Ferry to Madagascar - HALO in AngolaThursday, January 19, 2017
Life has been busy lately and Nick has been having a good time with a few cross continent flights. Before Christmas he did a ferry flight of a Cessna 182 from Kinshasa to Madagascar.
We had a diesel 182 here for many years but because it is an airplane that has a converted diesel engine from an avgas engine it is an airplane that often needs little extra maintenance.
The 182 was great because it was so cheap and getting avgas all over the world is so expensive, however last year we were able to find cheaper avgas to ship in. Because we were able to do that, we brought back our 206 and the extra maintenance on the 182 wasn't quite worth it once the price of flying the 206 went down.
So after talking to MAF Canada and figuring out the best place for the 182, they decided that MAF Madagascar would be the best place for it. The Madagascar program already has a 182 and their mechanic Rob Barber is a 182 specialist and travels around to different MAF programs around the world helping working on them.

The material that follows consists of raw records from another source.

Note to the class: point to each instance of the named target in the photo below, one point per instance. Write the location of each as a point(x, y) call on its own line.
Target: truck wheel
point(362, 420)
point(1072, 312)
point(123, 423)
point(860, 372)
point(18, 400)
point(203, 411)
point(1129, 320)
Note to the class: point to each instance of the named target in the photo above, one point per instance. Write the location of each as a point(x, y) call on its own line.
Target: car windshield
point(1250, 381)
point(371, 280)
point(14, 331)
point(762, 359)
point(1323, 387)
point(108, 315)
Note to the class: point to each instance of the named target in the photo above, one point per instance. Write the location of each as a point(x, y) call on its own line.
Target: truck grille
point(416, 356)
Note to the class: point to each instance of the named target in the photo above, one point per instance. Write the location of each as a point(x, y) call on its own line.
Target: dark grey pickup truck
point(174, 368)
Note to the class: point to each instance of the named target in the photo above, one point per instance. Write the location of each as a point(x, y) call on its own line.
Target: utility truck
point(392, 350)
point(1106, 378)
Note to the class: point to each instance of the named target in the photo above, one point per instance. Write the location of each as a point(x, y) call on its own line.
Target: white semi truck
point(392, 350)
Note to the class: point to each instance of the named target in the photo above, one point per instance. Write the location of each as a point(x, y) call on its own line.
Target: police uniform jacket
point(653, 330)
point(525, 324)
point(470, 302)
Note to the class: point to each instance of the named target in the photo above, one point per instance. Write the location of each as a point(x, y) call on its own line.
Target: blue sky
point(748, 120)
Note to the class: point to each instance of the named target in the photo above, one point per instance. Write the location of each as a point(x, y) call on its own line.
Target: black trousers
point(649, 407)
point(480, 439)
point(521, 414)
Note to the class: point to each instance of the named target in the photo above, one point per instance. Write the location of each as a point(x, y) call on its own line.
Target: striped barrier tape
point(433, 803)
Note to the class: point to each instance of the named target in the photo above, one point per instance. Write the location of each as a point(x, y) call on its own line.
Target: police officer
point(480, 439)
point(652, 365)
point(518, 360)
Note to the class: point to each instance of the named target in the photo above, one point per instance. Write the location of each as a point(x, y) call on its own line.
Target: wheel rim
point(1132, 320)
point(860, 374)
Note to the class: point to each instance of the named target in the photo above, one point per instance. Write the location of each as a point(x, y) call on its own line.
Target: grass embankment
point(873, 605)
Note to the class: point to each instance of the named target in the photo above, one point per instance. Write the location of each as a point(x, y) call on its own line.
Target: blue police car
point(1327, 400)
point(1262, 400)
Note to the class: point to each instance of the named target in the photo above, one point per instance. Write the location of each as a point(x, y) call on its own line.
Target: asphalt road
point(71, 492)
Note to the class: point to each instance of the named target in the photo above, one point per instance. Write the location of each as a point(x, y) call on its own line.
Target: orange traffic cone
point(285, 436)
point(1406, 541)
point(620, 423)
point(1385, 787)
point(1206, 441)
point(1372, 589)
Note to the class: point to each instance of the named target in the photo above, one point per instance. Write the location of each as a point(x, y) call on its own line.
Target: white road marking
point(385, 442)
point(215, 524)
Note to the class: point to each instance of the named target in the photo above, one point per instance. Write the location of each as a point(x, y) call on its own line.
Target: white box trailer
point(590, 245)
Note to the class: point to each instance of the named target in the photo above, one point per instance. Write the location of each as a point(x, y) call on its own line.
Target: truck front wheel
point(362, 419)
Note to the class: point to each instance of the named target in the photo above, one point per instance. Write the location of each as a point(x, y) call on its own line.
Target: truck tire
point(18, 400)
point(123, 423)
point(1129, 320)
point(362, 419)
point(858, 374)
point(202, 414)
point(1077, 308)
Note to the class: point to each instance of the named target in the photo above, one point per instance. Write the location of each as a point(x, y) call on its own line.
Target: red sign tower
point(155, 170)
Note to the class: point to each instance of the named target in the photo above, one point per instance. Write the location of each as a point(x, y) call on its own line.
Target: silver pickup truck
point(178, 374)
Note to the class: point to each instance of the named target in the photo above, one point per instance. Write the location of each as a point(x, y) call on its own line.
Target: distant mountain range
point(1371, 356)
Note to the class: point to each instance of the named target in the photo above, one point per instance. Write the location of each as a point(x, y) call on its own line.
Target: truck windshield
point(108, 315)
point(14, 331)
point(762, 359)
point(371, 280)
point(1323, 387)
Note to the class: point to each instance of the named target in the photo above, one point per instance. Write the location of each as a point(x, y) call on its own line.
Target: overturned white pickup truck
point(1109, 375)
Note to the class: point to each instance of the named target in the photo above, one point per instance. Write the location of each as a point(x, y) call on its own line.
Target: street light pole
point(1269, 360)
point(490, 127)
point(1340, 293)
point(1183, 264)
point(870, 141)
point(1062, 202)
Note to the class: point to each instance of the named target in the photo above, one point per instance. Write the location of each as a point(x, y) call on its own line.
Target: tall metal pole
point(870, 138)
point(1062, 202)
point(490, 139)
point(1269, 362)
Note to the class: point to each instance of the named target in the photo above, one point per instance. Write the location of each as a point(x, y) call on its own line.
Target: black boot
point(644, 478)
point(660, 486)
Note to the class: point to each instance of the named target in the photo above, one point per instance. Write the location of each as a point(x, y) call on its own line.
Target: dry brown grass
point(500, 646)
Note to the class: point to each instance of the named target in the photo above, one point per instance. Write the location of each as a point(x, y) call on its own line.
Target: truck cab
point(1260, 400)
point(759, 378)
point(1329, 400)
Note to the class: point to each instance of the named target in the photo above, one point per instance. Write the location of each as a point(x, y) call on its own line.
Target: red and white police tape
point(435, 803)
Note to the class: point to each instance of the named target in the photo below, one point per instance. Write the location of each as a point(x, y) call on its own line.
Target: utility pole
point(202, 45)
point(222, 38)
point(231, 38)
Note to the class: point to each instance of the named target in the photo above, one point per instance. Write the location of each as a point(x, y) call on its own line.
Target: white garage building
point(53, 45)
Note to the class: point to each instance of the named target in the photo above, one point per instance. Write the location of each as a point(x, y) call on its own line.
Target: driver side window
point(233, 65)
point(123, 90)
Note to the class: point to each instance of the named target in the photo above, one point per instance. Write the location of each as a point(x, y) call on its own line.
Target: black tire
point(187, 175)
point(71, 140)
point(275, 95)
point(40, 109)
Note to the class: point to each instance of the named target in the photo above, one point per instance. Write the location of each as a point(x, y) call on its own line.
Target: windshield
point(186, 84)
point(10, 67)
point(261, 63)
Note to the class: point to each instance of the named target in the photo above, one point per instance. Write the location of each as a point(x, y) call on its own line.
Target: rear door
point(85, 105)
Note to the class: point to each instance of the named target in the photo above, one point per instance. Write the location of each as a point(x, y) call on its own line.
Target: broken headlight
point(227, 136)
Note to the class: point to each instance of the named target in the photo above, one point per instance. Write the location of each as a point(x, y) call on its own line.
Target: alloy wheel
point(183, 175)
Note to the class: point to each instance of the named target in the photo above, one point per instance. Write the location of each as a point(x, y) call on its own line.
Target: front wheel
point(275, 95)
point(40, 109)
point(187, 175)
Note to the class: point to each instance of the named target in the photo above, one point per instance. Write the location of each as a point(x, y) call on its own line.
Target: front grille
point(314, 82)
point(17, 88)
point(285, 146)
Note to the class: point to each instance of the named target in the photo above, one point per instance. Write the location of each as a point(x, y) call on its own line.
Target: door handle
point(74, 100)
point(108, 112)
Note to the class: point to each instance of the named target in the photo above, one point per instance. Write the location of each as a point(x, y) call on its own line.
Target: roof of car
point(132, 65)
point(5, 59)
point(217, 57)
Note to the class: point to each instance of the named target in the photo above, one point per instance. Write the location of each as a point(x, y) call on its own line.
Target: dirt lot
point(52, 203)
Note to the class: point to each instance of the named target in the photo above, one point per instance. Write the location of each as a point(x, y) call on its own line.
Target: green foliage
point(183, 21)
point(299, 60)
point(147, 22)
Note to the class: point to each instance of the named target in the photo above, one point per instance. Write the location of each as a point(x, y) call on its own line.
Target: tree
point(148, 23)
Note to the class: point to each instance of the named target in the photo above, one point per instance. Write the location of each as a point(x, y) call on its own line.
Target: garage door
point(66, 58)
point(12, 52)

So it was decided Madagascar is a much better home for this airplane with the mechanic that knows this type of plane inside and out.
Nick few out of Kinshasa in the 182, its not the fastest little guy so the trip from here to Madagascar would take about 3 days. The trip was a long one, first he flew south from here to Lubumbashi which took 7 hours.
The next day they took a look at the airplane and then flew it the rest of the way to Tana.
The whole trip took 6 days, 5 countries, 5 takeoffs and landings, 19 flight hours, 4000kms, 670 litres of jet fuel.
There is a great organization called HALO (Hazardous Areas Life-Support Organization) and 20 years ago Princess Dianna brought international attention to them when she visited Angola and called for a international ban on landmines. She did this by strapping on gear and walked through a live mine field.
Today Angola is still only about 50% de-mined. There are an estimated 37 million land mines buried across Africa and Angola contains approximately 10 million of them.
It could take another four decades before all Angola’s land mines are removed. Meanwhile, these horrific devices will continue to take their toll.
In 2010, 80 people were killed by land mines. While Nick was there he was able to see the completion of mine removal in a community. They said that as soon as an area is deemed safe, quite literally the next day people will begin to move in and start farming.
The fighting left a legacy of landmines and ammunition, which have cost thousands of lives with an estimated 80,000 injured.